Die „Landfrauenkommission“, wie diese Untergruppe des Katholischen Frauenbundes 1911 hieß, wurde von Baroninnen und Gräfinnen angeführt – zunächst allerdings nur von ihrem ländlichen Adelssitz aus. Anna Spreti, eine Gräfin aus Vilsheim bei Landshut, war es zu verdanken, dass sich der Frauenbund zwischen 1912 und 1930 rasant ausbreitete. „Der katholische Frauenbund muss aufs Land hinaus und jene Frauen, die inmitten der sozialen Arbeit auf dem Land stehen, wären fast versucht zu sagen: Er gehört besonders aufs Land“, betonte sie im Jahr 1913, und ihren Worten folgten Taten. Außerdem errichtete die Gräfin in ihrem Heimatort eine Krankenstation, in der jede Frau für eine Reichsmark Mitglied werden und sich kostenlos behandeln lassen konnte. Denn Krankenkassen für die Landbevölkerung gab es damals noch nicht. Spreti war es auch, die Hebammen engagierte und Säuglingspflegekurse ins Leben gerufen hat.

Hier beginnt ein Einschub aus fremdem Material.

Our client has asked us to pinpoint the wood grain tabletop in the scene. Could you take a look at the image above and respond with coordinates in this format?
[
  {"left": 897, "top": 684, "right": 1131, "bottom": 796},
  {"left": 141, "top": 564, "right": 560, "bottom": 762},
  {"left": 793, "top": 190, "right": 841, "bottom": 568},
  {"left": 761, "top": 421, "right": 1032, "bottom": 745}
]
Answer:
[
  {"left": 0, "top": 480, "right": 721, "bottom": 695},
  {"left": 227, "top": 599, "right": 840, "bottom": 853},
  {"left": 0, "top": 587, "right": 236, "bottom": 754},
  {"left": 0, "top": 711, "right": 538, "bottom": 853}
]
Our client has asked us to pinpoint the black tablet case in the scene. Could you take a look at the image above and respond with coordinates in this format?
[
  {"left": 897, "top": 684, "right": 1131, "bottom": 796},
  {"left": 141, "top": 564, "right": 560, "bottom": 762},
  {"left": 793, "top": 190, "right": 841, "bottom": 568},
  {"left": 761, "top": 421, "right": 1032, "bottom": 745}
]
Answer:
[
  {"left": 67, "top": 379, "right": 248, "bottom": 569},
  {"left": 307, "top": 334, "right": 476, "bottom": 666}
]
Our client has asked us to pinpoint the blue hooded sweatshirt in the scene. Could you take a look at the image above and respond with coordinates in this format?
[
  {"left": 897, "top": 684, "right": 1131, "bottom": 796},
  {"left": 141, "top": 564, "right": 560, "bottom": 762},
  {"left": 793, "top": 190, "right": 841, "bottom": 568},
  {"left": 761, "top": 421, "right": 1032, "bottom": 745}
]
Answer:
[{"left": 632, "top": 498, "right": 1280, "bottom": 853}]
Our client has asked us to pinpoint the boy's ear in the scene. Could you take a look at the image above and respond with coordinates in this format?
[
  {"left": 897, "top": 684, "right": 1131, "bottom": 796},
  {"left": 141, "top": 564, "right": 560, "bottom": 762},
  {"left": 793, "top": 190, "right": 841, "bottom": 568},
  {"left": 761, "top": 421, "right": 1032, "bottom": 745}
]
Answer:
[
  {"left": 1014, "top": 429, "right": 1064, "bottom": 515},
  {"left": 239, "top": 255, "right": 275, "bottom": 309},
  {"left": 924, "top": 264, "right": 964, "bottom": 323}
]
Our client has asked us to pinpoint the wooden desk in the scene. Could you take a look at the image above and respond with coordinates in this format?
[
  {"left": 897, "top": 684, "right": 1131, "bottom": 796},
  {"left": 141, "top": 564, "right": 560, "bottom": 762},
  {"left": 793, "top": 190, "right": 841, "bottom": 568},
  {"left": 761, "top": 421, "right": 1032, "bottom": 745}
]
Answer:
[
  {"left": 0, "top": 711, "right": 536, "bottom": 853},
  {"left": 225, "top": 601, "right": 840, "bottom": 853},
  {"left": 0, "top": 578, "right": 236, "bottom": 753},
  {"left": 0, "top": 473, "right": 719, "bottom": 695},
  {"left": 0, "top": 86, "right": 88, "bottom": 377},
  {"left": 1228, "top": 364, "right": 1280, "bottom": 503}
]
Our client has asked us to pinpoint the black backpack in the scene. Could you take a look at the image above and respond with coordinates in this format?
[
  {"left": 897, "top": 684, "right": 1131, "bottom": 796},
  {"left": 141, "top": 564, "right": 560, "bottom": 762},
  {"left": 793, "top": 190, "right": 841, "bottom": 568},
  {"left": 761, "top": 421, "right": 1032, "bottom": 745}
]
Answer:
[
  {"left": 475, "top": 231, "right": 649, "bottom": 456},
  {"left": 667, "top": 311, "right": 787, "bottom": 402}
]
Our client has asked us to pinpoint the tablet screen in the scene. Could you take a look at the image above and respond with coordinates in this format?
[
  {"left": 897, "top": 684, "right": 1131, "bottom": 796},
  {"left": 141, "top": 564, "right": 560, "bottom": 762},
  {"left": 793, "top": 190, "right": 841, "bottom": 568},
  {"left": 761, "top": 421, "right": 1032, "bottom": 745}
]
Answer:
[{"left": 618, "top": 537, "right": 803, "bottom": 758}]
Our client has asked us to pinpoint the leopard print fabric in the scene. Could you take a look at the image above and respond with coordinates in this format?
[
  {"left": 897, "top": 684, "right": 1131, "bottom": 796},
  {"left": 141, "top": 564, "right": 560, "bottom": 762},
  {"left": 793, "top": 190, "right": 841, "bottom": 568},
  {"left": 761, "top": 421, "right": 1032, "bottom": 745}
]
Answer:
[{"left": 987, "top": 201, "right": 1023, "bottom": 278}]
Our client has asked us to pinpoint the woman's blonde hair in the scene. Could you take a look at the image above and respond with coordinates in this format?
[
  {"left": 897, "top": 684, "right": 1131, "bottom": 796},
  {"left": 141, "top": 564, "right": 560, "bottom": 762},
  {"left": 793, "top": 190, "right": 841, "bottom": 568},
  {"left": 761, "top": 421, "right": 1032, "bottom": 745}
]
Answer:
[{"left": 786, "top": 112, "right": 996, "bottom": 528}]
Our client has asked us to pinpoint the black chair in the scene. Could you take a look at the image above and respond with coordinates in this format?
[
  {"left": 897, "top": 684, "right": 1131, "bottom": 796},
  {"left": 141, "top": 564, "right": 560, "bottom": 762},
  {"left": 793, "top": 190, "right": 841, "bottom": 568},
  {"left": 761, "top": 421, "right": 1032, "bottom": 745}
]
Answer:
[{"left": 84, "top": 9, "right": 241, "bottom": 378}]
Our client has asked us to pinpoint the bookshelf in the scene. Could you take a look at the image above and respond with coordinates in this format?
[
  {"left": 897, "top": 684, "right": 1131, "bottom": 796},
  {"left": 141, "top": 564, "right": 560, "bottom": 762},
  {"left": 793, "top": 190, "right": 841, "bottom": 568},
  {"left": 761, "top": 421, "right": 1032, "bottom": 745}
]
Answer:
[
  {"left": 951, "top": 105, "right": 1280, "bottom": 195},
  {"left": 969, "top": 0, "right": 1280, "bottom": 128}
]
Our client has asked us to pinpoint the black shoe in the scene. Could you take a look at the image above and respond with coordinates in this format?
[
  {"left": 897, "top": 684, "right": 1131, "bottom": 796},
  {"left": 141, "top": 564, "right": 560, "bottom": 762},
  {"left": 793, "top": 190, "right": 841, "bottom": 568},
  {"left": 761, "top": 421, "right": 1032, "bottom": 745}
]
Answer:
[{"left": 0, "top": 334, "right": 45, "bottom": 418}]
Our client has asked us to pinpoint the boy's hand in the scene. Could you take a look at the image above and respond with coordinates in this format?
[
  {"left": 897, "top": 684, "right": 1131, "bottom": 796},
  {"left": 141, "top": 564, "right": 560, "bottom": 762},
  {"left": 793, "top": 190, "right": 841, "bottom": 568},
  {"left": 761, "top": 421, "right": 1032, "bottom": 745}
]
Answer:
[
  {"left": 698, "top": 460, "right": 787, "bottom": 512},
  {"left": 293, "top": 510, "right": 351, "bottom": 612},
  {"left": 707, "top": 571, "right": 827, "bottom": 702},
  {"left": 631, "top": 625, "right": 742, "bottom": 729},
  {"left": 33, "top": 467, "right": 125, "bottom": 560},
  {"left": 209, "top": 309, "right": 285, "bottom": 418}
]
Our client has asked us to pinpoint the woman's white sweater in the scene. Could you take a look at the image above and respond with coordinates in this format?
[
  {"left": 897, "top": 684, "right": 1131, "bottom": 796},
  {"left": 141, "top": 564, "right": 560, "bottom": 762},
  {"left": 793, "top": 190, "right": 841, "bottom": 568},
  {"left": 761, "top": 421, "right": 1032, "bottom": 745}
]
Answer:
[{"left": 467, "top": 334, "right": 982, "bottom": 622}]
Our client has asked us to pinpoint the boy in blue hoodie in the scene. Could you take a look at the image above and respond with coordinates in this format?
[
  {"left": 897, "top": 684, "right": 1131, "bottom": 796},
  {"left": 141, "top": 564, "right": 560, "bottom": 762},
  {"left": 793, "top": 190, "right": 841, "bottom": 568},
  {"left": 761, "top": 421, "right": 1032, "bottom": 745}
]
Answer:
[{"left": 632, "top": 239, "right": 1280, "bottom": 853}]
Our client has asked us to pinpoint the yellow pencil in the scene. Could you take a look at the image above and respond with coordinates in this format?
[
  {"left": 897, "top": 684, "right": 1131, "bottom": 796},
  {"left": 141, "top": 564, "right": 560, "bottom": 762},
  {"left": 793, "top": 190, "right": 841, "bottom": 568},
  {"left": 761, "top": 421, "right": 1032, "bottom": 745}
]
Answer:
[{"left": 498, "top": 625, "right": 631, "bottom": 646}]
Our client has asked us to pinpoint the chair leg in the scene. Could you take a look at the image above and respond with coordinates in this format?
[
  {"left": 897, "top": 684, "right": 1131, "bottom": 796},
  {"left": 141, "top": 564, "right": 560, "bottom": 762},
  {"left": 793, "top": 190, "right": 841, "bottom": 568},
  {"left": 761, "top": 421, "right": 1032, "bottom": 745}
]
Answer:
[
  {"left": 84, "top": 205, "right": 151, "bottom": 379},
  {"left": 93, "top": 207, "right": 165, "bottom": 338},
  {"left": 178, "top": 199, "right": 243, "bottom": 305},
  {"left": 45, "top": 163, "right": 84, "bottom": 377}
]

Eine weitere Gründungsmutter, Josepha Weiß, richtete ab 1912 Suppenschulen ein, in denen oft an Rachitis erkrankte Schulkinder kostenlos essen konnten. Eine Frau namens Zita Zehner führte ab 1928 hauswirtschaftliche Schulungen durch und unterstützte die Ausbildung der ersten Dorfhelferinnen. Therese Ullrich betreute bis in die 40er Jahre nicht nur die bestehenden ländlichen Zweigvereine, sondern gründete gleich noch 230 neue.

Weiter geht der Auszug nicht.